To reinforce this point Paul says; If God is for us, who can be against us? Paul has a sense that things are going to get ugly for the early church and a persecution by the Roman authorities is all but given. He reminds the believers that God loved them so much he did not spare his own son who he gave up for us all. If God did that for us how will he not give us all things, Paul asks. And who can possibly bring any charge against those who God has chosen as his own? It’s God who justifies, so how or why does it matter who condemns us? They are of little consequence as it is Jesus who sits at the right hand of God interceding for us. At this point, Paul asks rather rhetorically; Who shall separate us from the love of Christ? Shall trouble or hardship or persecution or famine or nakedness or danger or sword? Without skipping a beat, Paul answers his own question by telling us he is convinced that neither death nor life, neither angels nor demons, neither the present nor the future, nor any powers, neither height nor depth, nor anything else in all creation, will be able to separate us from the love of God that is in Christ Jesus our Lord. Paul is saying that no matter what happens to us, no matter where we are, we can never be lost to his love. The suffering we experience should never drive us from God but help us to identify with Him further and allow His love to reach us and heal us. The Apostle is telling us how very great God’s love is for us so that we will feel totally secure in Him, and if we believe these overwhelming assurances, we will not be afraid.

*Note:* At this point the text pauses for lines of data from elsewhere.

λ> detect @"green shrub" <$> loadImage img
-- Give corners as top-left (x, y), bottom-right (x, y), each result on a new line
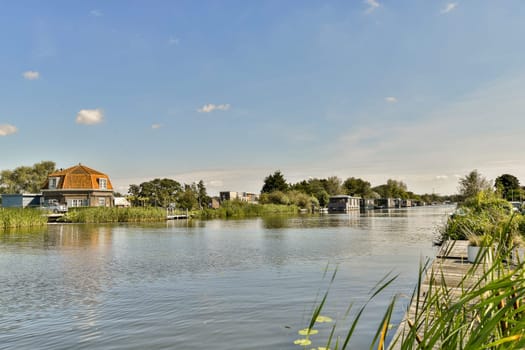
top-left (0, 208), bottom-right (47, 230)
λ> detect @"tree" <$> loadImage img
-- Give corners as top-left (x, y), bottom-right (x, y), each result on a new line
top-left (0, 161), bottom-right (56, 193)
top-left (458, 169), bottom-right (492, 200)
top-left (261, 170), bottom-right (288, 193)
top-left (494, 174), bottom-right (521, 201)
top-left (321, 176), bottom-right (341, 196)
top-left (343, 177), bottom-right (372, 198)
top-left (128, 178), bottom-right (182, 207)
top-left (197, 180), bottom-right (210, 209)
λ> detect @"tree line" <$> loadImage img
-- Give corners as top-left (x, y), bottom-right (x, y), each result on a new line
top-left (260, 170), bottom-right (446, 208)
top-left (0, 161), bottom-right (525, 209)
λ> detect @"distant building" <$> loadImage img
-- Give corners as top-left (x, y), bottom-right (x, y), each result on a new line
top-left (42, 164), bottom-right (114, 207)
top-left (219, 191), bottom-right (259, 203)
top-left (2, 193), bottom-right (43, 208)
top-left (376, 198), bottom-right (396, 209)
top-left (210, 197), bottom-right (221, 209)
top-left (359, 198), bottom-right (375, 210)
top-left (113, 197), bottom-right (131, 208)
top-left (219, 191), bottom-right (239, 202)
top-left (327, 195), bottom-right (361, 213)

So, the take-away from this scripture is that the Apostle Paul presents the Spirit as energetically and indispensably working to accomplish God’s purposes much like Margaret Anderson working tirelessly to make and mold her family into that all-American family of the 50s. The Spirit, Margaret Anderson, works to effectively strengthen people like Princess, Bud, Kitten and people like Scott, John, Diane, Debbie, Hank, Dale, Don, Janet and Kathy to overcome their earthly weaknesses in their service to the Father for the good of those who love Him. And like Margaret Anderson, the Spirit brings the needs and petitions of all God’s children to the Father who knows best.
Please pray with me.
O Lord my God, when I in awesome wonder consider all the worlds thy hands have made, I see the stars, I hear the rolling thunder, thy power throughout the universe displayed. Then sings my soul, my Savior God to thee; how great thou art, how great thou art! How humble we made ourselves when we realized your love for us was so deep that you would not even spare your own beloved son. We can scarcely take it in that on the cross he readily took upon himself our burdens to take away our sins. How we look forward to that day when Christ will return in victory to take us home and what a joy fills our hearts as we bow in humble adoration proclaiming how great thou art. Amen.